According to Lawrence Noble, senior director and general counsel at the Campaign Legal Center, that’s true: How the payment was made doesn’t affect the legality.
There was still almost certainly a campaign finance violation.
“We still have the same question: What was the purpose of this,” Noble said when we spoke by phone Wednesday evening. We’ve noted in the past that the question of whether the payment was meant to aid Trump’s candidacy is central to campaign finance considerations — and that it’s hard to argue that this payment wasn’t related to the campaign.
“If the purpose of this was to stop [Daniels] from hurting the campaign,” Noble continued, “then what you have is Cohen made a loan to the campaign. And it was an excessive loan because lending the campaign money is a contribution. It was an excessive contribution until it’s repaid.”

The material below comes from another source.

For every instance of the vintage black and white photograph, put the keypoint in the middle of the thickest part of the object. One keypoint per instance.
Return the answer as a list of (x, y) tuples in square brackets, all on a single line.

On “Fox and Friends” on Thursday morning, Giuliani bolstered the argument that the payment was linked to the campaign.
“If we had to defend this as not being a campaign contribution, I think we could do that. This was for personal reasons. The president had been hurt personally, not politically, personally so much and the first lady by the false allegations,” Giuliani said.
But then he undercut that claim substantially.
“However. Imagine if that came out on October 15, 2016, in the middle of the last debate with Hillary Clinton,” he said. “Cohen didn’t even ask. Cohen made it go away. He did his job.”
Trump, Noble said, could make contributions of any size to his own campaign. (Giuliani alluded to this, too.) But the campaign can’t just take loans of any size from anyone without reporting them as long as Trump pays them back later. If that were legal, there would be no point in having campaign finance laws: Candidates could accept giant loans, not report them, and pay them back after the election. (The Wall Street Journal reports that the repayment occurred after the campaign.) By not reporting a loan from Cohen meant to aid Trump’s election, the campaign would have violated the law. Had Cohen not been repaid, the violation was his own, as an agent of the campaign making a contribution to it of that size.
When asked by reporters, Trump claimed not to be familiar with the payment to Daniels. Had Giuliani argued that Trump repaid Cohen only after he learned about it, it might bolster the argument that the payment had nothing to do with the campaign, Noble said. But Giuliani said that the repayment took place over months in the form of a payment for services not rendered.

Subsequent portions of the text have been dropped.